Beishan exploration tunnel surrounding rock discontinuity identification based on structure from motion photogrammetry technology

Abstract The Beishan Exploration Tunnel (BET) is a facility built to develop technologies associated with the safety of China's first high‐level radioactive nuclear waste(HLW) disposal. The surrounding rock discontinuity identification is a key research topic in BET, which could provide essential geological data for future HLW disposal stability and integrity research. This article presents the rock discontinuity identification research progress in BET based on Structure from Motion (SfM) photogrammetry technology. The discontinuity identification algorithm is improved by introducing the region‐growing algorithm to optimize the candidate subplane. This algorithm automatically picks the seed, avoids human intervention, and thus increases the work efficiency of the discontinuity identification. The FCM method is improved by embedding with the CFSFDP algorithm in the discontinuity sets grouping.
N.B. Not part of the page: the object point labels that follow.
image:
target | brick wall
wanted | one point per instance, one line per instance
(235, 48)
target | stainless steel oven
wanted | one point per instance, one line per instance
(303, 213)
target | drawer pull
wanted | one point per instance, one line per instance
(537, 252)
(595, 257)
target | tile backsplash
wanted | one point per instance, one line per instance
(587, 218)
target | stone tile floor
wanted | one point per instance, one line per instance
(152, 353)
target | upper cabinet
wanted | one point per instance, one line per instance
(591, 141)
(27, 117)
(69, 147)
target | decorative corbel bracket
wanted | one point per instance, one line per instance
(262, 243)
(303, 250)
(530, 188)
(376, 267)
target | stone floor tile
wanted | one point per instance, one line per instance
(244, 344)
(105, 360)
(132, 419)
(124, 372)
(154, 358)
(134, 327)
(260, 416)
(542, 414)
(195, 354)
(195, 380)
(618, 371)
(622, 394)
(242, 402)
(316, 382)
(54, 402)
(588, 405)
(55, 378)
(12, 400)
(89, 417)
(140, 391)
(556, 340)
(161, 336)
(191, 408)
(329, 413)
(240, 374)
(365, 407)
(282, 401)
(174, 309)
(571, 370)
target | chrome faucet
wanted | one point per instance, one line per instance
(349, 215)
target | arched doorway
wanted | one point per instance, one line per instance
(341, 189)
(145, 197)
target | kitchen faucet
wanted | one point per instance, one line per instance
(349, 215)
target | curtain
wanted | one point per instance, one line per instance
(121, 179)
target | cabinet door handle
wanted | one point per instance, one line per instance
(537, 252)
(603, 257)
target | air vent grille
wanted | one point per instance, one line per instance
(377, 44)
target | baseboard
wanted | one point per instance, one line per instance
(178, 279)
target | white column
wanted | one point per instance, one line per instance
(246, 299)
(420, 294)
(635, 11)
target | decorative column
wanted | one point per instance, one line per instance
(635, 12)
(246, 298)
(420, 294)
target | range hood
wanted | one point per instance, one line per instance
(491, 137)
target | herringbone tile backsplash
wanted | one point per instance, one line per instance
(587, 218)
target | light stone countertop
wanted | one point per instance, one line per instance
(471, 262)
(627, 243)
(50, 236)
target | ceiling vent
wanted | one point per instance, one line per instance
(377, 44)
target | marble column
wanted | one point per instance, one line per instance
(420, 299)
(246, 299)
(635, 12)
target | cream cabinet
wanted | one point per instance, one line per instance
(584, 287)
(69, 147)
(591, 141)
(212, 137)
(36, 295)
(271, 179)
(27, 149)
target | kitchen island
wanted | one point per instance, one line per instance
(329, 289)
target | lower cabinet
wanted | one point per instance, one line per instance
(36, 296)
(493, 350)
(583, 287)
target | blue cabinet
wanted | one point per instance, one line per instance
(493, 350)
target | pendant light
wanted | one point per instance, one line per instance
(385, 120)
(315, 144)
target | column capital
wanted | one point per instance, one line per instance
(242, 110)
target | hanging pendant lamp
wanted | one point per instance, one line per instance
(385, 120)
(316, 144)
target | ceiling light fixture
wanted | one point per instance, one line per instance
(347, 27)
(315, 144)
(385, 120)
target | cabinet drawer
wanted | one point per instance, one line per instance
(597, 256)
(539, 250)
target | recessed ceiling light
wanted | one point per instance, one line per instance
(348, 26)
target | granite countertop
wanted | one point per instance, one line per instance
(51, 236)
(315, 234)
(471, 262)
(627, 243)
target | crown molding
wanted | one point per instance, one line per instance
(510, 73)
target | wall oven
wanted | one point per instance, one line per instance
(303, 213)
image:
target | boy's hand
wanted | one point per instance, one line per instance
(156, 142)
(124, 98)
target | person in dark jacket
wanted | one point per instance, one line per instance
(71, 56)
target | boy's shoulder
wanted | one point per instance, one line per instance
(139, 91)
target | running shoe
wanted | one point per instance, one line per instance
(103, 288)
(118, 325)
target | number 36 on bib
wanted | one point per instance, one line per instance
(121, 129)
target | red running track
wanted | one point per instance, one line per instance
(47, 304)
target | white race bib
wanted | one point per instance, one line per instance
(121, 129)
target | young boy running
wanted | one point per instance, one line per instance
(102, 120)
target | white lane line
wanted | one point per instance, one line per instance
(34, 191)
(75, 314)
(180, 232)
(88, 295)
The CFSFDP algorithm coincides well with the Fisher distribution of discontinuity orientations, which is suitable for the Beishan situation. A parallel scheme is used when implementing the method, which accelerates the discontinuity calculation. This improved rock discontinuity identification method was tested on a slope above the BET and applied in the BET. The discontinuity identification results were compared with the results from the manual field measurement and the open‐source software DSE. The results show that the improved discontinuity identification method obtains reliable discontinuity data and costs less time and human workload than the other two methods. The surrounding rock discontinuity identification research provides a powerful tool for the Beishan HLW disposal geological investigation.